A pivot (or crosstab, or contingency) table aggregates sets of column values into rows of statistics, and pivots target value statistics on partitioning criteria defined by any available data.

-- ------------------------------------------------------------------------
-- Group column statistics in rows
-- http://www.artfulsoftware.com/infotree/qrytip.php?id=77
-- ------------------------------------------------------------------------

-- A pivot (or crosstab, or contingency) table aggregates sets of column
-- values into rows of statistics, and pivots target value statistics on
-- partitioning criteria defined by any available data.

-- Spreadsheet applications have intuitive point-and-click interfaces for
-- generating pivot tables. RDBMSs generally do not. The task looks difficult
-- in SQL, though, only until you have coded a few.

-- If you ported the Microsoft sample database Northwind to your MySQL database
-- (as described in chapter 11 of Get It Done with MySQL), you can execute this
-- example step by step.

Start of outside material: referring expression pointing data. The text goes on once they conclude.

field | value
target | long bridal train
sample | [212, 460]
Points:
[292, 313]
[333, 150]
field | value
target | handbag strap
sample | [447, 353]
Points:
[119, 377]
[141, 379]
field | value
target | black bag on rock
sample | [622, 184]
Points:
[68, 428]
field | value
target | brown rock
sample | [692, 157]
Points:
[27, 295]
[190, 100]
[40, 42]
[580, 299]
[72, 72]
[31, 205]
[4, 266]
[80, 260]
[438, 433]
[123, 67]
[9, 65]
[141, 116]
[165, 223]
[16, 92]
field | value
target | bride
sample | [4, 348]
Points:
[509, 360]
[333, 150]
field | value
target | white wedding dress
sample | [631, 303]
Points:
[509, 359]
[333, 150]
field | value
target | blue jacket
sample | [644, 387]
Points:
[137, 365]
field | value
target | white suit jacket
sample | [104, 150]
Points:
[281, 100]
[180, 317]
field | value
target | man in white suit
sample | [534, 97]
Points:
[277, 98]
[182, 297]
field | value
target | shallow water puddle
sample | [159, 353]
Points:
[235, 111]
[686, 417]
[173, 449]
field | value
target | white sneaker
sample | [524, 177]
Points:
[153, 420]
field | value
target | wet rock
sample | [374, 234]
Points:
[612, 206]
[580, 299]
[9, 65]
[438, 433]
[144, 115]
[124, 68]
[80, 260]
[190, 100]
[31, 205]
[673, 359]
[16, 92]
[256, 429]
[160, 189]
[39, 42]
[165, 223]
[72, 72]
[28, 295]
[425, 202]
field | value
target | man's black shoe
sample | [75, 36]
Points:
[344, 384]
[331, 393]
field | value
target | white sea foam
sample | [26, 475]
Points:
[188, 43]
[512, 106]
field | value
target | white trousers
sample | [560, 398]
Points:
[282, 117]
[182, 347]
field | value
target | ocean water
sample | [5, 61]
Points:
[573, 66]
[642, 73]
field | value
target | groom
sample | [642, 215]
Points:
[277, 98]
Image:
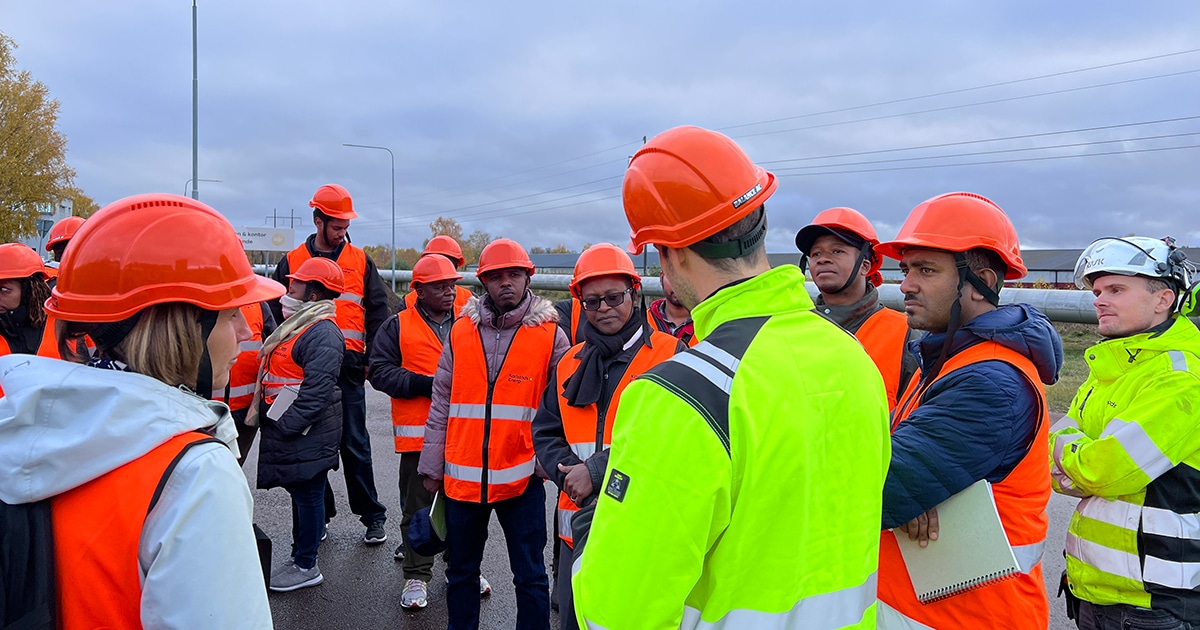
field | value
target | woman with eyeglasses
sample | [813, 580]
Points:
[573, 429]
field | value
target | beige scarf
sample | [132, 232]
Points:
[310, 313]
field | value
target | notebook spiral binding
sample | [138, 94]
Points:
[963, 587]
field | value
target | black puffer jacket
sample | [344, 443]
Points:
[286, 454]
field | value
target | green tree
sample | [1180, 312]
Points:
[447, 227]
[474, 245]
[34, 169]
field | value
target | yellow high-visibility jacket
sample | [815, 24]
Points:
[747, 474]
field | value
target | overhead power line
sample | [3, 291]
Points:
[964, 106]
[1001, 138]
[997, 151]
[921, 167]
[963, 90]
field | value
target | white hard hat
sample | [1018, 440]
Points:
[1135, 256]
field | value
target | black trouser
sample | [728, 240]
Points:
[413, 498]
[355, 453]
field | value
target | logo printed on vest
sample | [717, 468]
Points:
[618, 483]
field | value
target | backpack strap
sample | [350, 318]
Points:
[703, 375]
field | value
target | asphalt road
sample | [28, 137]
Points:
[363, 585]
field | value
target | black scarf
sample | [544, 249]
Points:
[587, 383]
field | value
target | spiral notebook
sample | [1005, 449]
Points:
[971, 550]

Even if you haven't ported Northwind, the example is
-- easy to follow.

-- Amongst the tables in the Northwind database are:

--  employees(employeeID, lastname, firstname, ...)
--  orders(orderID, customerId, employeeID, orderdate, ...)

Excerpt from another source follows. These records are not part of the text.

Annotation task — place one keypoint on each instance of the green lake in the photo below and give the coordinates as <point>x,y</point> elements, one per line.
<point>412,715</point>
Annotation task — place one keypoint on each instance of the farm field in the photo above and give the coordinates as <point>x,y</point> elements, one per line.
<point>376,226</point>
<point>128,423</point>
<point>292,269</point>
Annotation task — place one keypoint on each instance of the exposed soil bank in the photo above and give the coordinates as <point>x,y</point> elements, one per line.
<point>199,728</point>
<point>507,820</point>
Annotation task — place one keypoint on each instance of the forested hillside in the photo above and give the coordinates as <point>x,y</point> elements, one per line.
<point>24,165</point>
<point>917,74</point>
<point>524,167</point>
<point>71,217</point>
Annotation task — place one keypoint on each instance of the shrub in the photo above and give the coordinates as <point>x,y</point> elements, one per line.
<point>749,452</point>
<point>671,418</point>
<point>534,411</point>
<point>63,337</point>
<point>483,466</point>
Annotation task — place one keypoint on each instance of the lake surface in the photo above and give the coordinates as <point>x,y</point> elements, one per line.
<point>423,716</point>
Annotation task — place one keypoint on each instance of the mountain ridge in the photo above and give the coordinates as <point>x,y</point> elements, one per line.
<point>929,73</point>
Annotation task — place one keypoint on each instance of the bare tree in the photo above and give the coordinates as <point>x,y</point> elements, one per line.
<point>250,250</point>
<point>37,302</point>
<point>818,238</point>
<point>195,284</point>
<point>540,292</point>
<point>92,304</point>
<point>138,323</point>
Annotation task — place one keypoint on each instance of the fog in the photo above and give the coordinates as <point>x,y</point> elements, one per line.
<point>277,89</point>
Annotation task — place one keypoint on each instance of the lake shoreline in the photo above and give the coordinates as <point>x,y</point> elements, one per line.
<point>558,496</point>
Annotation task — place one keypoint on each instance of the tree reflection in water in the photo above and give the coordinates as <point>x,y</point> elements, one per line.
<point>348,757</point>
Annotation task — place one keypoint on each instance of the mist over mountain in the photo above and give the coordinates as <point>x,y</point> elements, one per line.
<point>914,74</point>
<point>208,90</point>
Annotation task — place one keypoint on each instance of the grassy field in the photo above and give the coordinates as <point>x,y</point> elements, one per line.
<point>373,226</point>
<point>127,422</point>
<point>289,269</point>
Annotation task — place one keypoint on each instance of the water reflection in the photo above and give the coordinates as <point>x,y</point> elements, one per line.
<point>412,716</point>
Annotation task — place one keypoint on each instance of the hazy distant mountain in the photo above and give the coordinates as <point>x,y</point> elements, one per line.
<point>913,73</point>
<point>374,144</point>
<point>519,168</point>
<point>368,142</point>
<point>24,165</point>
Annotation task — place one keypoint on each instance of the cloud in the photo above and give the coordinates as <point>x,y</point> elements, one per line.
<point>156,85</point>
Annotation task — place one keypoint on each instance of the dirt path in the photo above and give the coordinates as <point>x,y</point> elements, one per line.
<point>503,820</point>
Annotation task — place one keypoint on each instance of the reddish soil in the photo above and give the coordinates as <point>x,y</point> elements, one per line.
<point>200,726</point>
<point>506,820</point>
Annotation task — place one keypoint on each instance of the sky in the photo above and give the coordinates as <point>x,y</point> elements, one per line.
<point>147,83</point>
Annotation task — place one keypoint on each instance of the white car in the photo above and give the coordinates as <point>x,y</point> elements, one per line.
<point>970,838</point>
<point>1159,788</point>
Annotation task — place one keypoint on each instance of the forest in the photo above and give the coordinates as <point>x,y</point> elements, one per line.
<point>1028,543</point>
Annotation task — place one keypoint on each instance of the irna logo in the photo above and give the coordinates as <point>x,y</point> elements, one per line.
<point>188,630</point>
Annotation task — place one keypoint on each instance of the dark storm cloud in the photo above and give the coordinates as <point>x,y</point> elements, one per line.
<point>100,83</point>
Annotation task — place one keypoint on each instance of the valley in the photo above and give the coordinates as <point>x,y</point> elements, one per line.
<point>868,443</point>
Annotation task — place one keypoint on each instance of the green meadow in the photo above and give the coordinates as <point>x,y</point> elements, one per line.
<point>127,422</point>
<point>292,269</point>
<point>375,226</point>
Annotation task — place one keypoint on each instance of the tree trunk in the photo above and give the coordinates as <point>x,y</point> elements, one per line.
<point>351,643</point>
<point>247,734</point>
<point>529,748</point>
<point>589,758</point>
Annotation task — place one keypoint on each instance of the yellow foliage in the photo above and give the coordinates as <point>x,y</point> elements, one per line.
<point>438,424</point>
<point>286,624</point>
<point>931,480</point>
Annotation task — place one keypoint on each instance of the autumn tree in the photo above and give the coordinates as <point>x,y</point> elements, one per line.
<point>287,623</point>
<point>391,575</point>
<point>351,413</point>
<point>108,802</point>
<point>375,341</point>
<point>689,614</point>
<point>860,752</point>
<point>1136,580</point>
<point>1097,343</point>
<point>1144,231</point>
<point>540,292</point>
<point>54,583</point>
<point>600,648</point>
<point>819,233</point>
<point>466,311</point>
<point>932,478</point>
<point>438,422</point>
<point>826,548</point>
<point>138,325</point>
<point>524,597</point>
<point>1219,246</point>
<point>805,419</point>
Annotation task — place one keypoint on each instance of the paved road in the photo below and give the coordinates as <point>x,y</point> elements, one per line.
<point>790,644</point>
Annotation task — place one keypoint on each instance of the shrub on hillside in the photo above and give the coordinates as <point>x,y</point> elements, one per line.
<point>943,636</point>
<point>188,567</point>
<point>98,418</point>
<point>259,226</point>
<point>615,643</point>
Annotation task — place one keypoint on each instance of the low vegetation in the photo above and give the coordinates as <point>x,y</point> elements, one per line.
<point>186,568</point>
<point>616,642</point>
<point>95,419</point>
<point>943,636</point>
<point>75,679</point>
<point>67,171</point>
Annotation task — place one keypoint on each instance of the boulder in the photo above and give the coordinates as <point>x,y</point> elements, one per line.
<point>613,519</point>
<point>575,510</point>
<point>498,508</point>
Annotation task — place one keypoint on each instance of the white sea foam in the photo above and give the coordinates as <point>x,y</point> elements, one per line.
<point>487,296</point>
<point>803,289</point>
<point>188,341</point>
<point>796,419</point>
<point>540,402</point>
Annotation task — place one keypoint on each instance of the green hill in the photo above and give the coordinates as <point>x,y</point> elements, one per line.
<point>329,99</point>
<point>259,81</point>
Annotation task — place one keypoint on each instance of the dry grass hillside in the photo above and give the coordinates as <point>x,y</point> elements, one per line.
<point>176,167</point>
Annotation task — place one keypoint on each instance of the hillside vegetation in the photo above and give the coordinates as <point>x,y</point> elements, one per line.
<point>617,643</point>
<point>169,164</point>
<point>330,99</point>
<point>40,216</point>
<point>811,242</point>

-- There are nine employees, and 803 orders dated from 1996 through 1998.
-- Each order points to an employeeID. Suppose we wish to report counts of
-- orders taken by employees pivoted on year--how would we proceed?

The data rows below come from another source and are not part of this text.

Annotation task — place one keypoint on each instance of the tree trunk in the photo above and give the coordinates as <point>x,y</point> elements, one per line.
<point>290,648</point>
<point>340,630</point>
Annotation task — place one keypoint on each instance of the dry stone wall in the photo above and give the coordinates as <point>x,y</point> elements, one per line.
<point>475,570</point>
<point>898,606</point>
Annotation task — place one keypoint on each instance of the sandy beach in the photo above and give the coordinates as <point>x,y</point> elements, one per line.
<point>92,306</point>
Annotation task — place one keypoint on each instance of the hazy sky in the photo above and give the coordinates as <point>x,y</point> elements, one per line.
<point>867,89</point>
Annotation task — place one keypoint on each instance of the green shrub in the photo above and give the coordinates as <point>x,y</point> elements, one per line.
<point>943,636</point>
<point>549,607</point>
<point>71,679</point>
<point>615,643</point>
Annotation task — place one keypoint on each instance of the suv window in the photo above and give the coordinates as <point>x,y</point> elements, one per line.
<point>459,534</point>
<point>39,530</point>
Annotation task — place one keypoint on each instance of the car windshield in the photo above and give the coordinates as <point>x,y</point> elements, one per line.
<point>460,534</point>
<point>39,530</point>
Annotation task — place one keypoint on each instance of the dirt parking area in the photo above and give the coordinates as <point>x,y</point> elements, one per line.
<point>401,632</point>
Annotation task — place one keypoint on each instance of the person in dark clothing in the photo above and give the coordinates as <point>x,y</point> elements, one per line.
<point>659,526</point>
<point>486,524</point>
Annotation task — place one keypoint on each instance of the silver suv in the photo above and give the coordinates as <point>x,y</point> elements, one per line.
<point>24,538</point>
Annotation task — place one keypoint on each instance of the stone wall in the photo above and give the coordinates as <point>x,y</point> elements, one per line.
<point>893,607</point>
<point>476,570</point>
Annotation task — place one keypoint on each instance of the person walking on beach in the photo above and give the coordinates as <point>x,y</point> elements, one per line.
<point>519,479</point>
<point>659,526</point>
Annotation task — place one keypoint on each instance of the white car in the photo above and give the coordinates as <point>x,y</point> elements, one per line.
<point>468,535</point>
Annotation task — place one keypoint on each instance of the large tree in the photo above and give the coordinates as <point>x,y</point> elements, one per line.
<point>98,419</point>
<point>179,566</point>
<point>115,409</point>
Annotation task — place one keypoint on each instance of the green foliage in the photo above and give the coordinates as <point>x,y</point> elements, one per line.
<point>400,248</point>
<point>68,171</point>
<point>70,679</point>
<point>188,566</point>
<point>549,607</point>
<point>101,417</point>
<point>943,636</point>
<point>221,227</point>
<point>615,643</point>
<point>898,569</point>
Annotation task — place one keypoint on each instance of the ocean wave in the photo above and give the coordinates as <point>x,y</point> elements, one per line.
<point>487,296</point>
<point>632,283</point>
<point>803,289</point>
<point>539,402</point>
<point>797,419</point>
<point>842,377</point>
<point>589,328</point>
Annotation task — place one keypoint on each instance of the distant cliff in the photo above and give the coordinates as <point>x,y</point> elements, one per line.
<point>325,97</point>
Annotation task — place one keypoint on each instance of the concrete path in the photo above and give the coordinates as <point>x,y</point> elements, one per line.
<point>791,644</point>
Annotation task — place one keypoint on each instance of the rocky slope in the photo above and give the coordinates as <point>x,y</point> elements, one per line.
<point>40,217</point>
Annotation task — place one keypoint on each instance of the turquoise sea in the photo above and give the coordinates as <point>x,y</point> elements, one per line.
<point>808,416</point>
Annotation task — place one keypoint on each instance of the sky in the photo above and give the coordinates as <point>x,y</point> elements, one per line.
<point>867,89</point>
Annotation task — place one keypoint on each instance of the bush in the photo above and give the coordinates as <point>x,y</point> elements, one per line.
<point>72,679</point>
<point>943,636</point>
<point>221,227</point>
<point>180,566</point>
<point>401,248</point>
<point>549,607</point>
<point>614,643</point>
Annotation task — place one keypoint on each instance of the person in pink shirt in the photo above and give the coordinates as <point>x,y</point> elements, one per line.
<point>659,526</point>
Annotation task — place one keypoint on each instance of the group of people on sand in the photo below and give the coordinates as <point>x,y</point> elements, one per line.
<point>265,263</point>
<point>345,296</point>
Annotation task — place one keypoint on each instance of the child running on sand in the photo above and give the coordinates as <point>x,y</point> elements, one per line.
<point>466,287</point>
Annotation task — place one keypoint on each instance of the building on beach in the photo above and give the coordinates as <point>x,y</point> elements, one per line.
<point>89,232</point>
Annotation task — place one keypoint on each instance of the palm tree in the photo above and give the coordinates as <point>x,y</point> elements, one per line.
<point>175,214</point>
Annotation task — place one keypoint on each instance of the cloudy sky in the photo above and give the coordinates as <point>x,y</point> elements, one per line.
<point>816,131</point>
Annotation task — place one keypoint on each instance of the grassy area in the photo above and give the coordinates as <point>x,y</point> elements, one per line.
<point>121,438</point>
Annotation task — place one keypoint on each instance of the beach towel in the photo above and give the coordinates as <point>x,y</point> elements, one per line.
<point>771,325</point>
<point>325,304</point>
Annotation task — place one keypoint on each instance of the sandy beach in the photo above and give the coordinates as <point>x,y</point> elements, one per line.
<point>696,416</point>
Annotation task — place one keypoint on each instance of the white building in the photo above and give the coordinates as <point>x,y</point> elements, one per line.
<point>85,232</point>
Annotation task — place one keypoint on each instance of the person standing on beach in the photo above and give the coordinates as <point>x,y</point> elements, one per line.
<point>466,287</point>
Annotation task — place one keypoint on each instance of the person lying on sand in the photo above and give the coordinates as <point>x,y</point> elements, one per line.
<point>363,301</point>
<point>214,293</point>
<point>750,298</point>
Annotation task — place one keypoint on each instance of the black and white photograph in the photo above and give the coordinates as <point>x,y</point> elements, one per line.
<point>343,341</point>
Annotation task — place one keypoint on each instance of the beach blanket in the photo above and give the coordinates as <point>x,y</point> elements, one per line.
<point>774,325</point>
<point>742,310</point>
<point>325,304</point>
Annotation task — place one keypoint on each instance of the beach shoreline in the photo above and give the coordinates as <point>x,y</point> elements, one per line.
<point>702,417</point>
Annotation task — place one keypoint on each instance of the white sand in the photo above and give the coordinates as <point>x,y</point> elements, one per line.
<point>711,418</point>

-- We do the pivot table 3-step:

-- 1. Write the basic aggregating query, a GROUP BY query to aggregate the
-- data on desired variables (in this case, employee and year).

-- 2. Write the pivoting query as an outer query that creates a column for
-- each pivot value (year) from #1 written as an inner subquery.
-- (Sometimes it is more efficient to write the #results of #1 to a temp table
-- and write #2 to refer to the temp table.)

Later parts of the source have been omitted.